The meal plan isn’t about deprivation; it’s about building your diet around healthy sources of protein, fiber, and other nutrients that help you burn fat. And the exercise plan focuses not on burning calories, but on building lean muscle, which exponentially speeds up the fat-burning process. 

Whether you want to change your body to improve your health, looks, fitness, sex appeal — or just feel better about yourself all over — this plan offers you a simple promise: It can transform your body so you can accomplish all of those goals.
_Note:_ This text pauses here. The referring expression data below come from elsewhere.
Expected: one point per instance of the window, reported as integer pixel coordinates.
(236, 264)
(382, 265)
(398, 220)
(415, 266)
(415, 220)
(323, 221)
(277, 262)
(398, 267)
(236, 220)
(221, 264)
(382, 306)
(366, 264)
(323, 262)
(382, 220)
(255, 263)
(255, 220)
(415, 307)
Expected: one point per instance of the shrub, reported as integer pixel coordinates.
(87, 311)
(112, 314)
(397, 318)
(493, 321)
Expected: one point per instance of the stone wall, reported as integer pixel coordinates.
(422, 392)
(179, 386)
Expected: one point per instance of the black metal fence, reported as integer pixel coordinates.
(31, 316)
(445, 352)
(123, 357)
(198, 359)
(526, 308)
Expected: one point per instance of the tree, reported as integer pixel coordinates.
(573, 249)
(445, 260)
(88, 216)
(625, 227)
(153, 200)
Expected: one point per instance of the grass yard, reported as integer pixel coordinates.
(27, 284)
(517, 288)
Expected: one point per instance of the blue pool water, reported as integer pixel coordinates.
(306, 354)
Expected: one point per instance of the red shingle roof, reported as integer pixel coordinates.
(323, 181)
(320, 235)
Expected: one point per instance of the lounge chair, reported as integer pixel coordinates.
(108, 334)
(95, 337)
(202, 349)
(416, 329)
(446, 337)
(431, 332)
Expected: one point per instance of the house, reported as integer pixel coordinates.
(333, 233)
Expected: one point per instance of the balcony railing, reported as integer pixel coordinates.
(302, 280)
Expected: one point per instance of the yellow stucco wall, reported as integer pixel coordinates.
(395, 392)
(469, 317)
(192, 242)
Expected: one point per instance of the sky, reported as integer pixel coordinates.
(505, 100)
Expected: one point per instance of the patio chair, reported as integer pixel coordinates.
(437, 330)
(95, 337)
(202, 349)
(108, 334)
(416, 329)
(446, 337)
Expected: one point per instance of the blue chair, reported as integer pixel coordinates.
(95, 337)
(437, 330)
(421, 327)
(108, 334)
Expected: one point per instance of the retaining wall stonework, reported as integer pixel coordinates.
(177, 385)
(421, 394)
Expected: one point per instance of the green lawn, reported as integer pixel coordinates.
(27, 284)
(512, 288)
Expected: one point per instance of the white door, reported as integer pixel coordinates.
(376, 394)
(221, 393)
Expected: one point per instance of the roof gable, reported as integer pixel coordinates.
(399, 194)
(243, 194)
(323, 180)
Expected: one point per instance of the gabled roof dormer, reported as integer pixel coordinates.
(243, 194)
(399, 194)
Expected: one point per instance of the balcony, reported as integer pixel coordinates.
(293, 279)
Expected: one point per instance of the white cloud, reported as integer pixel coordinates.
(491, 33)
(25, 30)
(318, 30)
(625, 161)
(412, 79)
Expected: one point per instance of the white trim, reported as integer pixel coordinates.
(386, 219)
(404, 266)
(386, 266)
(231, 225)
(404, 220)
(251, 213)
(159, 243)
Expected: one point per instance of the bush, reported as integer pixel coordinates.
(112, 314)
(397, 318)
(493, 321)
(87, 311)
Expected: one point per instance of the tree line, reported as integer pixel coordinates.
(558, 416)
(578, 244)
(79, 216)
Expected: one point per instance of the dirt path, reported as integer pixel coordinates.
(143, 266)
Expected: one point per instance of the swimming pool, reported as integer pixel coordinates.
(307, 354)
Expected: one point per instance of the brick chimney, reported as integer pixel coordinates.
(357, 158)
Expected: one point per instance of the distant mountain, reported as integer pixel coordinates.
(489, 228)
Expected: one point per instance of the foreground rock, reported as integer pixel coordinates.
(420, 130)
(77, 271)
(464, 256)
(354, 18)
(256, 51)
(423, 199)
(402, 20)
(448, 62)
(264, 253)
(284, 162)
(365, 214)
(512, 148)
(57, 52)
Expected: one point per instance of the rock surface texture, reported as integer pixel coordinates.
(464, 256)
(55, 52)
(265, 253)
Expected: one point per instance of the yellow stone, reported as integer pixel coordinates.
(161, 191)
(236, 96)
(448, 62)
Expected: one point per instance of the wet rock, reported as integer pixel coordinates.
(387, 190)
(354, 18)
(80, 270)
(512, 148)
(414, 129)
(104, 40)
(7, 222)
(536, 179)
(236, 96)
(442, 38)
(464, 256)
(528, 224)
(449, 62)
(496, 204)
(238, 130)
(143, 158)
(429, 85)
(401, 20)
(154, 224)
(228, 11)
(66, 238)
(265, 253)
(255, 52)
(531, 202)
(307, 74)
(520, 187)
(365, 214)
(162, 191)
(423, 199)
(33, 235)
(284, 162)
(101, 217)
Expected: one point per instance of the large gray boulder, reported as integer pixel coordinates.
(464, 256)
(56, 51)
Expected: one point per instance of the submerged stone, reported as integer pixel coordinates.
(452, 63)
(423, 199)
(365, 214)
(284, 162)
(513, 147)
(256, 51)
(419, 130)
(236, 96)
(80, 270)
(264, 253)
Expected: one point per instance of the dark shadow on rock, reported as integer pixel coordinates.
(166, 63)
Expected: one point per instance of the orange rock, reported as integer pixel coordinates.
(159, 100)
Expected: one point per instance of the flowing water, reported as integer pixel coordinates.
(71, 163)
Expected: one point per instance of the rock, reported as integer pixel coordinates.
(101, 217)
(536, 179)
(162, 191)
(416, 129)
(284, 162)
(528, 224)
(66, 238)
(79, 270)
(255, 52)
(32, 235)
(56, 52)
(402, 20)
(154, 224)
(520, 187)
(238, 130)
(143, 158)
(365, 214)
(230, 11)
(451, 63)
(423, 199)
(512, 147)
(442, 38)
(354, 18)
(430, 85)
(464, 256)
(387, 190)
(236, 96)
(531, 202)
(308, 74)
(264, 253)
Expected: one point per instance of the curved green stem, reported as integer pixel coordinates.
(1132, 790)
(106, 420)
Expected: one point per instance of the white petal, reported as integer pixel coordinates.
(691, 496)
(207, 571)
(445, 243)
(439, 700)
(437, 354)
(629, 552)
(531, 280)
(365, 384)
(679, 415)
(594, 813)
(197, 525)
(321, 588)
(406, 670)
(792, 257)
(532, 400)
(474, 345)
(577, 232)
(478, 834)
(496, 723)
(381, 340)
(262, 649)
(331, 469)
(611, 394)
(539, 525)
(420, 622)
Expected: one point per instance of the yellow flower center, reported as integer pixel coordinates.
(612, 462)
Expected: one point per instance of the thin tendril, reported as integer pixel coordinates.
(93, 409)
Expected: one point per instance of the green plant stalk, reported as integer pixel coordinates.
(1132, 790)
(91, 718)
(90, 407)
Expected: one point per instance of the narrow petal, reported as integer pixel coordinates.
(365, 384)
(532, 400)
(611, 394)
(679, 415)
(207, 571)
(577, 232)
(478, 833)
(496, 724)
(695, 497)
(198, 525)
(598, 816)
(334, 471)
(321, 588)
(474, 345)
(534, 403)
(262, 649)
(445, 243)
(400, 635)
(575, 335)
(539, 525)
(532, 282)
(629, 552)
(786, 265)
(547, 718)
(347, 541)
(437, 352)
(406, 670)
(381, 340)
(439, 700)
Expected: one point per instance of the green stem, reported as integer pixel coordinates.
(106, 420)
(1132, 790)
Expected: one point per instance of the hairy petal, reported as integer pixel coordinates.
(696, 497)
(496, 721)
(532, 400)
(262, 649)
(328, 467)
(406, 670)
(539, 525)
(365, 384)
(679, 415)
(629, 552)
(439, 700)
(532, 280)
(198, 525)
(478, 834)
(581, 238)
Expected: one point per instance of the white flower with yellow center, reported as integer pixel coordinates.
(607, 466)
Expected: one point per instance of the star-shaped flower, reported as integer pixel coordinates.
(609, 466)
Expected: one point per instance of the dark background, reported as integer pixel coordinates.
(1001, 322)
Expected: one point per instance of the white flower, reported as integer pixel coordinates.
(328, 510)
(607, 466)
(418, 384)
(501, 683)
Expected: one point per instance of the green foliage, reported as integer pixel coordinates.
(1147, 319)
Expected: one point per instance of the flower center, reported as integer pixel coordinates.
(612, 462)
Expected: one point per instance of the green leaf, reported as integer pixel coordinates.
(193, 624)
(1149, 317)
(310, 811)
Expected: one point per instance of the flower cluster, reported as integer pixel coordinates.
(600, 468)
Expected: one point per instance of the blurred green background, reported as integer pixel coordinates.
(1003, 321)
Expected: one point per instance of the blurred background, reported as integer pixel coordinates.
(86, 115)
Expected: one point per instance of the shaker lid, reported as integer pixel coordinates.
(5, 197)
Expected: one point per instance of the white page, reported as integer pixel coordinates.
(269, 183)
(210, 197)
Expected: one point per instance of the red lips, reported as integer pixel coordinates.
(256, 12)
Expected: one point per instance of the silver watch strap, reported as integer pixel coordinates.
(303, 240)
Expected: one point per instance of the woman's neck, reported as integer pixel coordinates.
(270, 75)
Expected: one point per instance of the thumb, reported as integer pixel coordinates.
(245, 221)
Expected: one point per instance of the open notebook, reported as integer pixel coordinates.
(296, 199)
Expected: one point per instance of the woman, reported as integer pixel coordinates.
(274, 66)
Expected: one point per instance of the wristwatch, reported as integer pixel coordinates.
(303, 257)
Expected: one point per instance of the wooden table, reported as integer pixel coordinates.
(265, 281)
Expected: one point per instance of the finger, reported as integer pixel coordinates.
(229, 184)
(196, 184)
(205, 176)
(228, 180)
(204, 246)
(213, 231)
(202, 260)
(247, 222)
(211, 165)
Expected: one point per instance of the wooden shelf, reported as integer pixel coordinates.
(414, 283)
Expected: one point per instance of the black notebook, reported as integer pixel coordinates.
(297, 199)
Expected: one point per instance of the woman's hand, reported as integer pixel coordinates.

And still have the energy you need to make each day a good one.

Principles of the abs diet

Most people who are embarking on a new mission begin with one fundamental question: When do we eat? Good question. Most diets are all about what foods you’ll cut out. This one is all about what you’ll include. And that’s good news, because if you want to emerge on the other side of this plan with a new body, you must have the flexibility and freedom to keep yourself from getting hungry, and the knowledge that you can eat well no matter what.